By Niall McCracken
DESPITE a major drive by the Belfast Health Trust to reduce huge waiting lists for allergy and immunology treatment at the Royal Victoria Hospital, new figures obtained by The Detail show there are still 66 people – including 19 children – falling well outside the trust’s one month target for an “urgent appointment”.
Data released in response to a Freedom of Information request shows that as recently as February 2013, one child had been waiting for an appointment classified as “urgent” for almost a year.
Other long waiting times include an urgent adult immunology appointment on the waiting list for over 500 days by the end of January this year.
Urgent allergy appointments can include assessment of patients thought to have suffered an allergic reaction, often to food products. In the worst cases a severe reaction can lead to anaphylaxis which can cause death due to choking, acute shortness of breath or a sudden fall in blood pressure.

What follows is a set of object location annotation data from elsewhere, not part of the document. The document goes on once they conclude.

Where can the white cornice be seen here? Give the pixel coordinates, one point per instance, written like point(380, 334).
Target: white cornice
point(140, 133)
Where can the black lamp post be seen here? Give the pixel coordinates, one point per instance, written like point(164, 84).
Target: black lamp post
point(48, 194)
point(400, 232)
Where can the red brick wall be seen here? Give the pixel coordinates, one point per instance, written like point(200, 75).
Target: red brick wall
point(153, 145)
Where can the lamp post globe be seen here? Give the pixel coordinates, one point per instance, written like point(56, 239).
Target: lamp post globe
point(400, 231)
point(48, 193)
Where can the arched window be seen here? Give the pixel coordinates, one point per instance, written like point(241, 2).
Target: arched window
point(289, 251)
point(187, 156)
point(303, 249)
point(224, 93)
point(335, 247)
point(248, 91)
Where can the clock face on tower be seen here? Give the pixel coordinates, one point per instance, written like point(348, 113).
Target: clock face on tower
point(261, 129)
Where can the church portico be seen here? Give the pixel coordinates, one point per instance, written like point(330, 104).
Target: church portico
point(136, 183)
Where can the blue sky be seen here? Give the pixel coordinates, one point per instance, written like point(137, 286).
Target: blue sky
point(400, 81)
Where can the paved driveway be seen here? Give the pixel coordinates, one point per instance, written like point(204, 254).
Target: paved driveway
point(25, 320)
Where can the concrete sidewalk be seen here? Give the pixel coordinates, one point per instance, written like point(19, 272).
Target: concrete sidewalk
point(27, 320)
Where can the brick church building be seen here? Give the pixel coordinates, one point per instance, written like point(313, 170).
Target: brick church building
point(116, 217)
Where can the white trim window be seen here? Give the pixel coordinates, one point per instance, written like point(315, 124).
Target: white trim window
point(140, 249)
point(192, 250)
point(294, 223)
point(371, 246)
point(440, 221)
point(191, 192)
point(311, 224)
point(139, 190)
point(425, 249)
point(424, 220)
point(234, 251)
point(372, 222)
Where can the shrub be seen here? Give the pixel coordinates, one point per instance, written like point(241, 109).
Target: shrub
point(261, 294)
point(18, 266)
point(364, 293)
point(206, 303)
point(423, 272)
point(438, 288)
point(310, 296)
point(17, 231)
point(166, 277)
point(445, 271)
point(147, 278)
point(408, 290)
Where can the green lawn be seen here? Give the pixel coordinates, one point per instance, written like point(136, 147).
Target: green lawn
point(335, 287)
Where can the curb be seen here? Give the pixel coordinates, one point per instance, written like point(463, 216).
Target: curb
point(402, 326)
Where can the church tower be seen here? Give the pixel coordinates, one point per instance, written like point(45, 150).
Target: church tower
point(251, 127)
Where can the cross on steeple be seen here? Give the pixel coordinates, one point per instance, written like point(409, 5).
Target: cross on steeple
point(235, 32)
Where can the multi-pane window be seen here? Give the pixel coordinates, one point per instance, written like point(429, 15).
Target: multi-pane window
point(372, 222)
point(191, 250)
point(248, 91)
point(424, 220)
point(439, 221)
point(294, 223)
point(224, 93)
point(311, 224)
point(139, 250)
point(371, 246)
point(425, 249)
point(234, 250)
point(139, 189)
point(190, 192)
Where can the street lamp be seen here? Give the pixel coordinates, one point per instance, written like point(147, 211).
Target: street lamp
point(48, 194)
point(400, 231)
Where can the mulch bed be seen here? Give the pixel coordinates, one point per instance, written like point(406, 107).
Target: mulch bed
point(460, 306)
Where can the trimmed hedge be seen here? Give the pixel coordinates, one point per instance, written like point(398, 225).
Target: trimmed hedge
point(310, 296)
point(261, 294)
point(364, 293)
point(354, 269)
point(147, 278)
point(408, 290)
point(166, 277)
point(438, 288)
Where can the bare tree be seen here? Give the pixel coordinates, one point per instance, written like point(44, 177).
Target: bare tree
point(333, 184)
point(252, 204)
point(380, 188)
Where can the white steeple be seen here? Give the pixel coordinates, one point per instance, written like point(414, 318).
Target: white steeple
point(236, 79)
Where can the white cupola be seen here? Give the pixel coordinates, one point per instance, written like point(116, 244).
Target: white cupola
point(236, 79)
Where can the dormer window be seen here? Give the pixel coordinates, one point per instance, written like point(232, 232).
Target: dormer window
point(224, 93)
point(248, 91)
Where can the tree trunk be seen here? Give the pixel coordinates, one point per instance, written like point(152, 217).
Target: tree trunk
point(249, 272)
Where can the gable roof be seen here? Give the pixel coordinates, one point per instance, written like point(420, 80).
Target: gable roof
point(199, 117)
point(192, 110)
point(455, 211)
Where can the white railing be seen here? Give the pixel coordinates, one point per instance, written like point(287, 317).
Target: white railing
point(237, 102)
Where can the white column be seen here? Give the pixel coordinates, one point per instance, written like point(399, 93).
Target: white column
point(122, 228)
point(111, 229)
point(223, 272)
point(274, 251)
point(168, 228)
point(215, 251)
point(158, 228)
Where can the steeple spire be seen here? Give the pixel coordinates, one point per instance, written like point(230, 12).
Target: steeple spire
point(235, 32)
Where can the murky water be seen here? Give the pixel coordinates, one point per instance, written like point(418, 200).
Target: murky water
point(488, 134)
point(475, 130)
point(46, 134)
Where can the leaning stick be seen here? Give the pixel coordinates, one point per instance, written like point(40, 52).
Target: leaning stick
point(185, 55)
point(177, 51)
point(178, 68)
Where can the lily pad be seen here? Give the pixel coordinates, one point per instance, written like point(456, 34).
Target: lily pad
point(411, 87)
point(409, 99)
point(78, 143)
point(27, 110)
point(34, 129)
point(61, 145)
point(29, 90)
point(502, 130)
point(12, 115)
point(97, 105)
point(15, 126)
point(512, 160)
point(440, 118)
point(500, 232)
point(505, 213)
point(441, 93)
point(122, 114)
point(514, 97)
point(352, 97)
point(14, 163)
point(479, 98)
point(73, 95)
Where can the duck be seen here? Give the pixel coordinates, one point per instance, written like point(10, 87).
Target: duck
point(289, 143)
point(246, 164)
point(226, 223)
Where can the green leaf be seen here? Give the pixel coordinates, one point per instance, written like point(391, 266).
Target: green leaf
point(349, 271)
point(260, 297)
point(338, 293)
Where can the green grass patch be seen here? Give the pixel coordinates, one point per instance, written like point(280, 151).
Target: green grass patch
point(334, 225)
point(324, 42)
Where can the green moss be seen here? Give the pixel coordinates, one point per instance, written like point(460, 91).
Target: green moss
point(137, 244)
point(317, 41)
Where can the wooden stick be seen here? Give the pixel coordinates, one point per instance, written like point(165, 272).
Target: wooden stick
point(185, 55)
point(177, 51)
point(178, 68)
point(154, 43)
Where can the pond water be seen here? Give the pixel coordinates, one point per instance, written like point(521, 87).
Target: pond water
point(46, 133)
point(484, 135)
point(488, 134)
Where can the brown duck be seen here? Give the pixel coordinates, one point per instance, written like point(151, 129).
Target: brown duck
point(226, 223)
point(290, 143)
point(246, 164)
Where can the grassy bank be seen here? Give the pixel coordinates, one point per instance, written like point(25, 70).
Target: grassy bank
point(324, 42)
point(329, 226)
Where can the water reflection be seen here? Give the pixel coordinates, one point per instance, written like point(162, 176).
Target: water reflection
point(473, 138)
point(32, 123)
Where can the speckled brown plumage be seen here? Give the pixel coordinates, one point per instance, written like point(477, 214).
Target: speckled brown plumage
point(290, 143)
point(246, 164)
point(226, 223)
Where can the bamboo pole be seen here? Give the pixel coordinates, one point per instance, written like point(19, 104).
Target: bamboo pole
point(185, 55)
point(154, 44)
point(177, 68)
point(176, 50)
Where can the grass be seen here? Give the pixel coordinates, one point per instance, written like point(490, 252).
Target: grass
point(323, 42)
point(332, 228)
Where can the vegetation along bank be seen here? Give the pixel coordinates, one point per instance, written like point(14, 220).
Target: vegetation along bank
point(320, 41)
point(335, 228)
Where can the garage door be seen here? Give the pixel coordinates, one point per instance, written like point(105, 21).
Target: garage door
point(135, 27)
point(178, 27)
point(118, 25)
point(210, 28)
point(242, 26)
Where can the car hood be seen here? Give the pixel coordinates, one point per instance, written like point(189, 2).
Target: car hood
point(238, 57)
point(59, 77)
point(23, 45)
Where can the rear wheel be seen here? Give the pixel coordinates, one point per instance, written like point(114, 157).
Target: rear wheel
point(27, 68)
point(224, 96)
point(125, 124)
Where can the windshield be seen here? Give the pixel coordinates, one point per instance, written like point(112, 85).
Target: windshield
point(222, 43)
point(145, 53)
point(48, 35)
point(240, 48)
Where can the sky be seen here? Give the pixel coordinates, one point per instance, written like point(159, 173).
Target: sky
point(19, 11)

In May last year The Detail first revealed the extent of the backlog and long waiting times for people with serious immune deficiencies and urgent allergy problems at the RVH.
The trust currently has a 13 week target for routine allergy/immunology appointments and a four week target for urgent appointments.
The information we obtained under FOI also confirmed that the trust employed an independent sector consultant company to try and address the waiting list problem, at a cost of £275,255 from December 2011 to January 2013.
The waiting list data show that this has dramatically decreased the waiting list for adult appointments. However the number of urgent paediatric appointments falling outside the four week target has increased from May last year.
Our figures show that the number of children on the waiting list for more than four weeks for urgent appointments increased more than six fold over 10 months, from only three patients in May 2012 to 19 patients in March 2013.
The information requested under FOI shows that from December 2011 to January 2013, the independent provider carried out 85 clinics cost at a cost £251,665, while a further £23,590 was spent on administration costs such as receptionist cover and additional nursing staff.
Prior to October 2012 all patients seen by the clinic were classified as routine. After this date clinics dealt with a mixture of routine and urgent appointments.
The figures show that the number of adults on the waiting list for a routine appointment for longer than the 13 week target dropped dramatically from 661 patients in May 2012 to zero by March 2013. Similarly the number of patients missing their one month target for urgent adult appointments decreased from 274 patients in May 2012 to 47 in March 2013.
However, the trust confirmed that the extra consultant cover only addressed the adult waiting lists.
The trust claimed that during this period there was “no independent sector provider who could provide paediatric allergy/immunology clinical capacity to address the issue of urgent and routine paediatric allergy/immunology patients waiting more than 13 weeks.”
We can reveal that a private sector company only became available for paediatric patients in February of this year. Our figures show that at the end of February 2013 one child patient categorised as urgent had been waiting 354 days for an appointment.
Although the number of adults waiting for urgent appointments has decreased overall, an analysis of the longest wait for urgent appointments between May 2012 and March 2013 reveals that one adult had been on the urgent waiting list for 514 days by the end of January 2013.
In a statement to The Detail the trust said it: “apologised to any patient who waited longer than their target waiting time” and said that in recognising the demand for both routine/urgent adult and paediatric appointments it had employed an additional consultant allergist/immunologist this month (April 2013).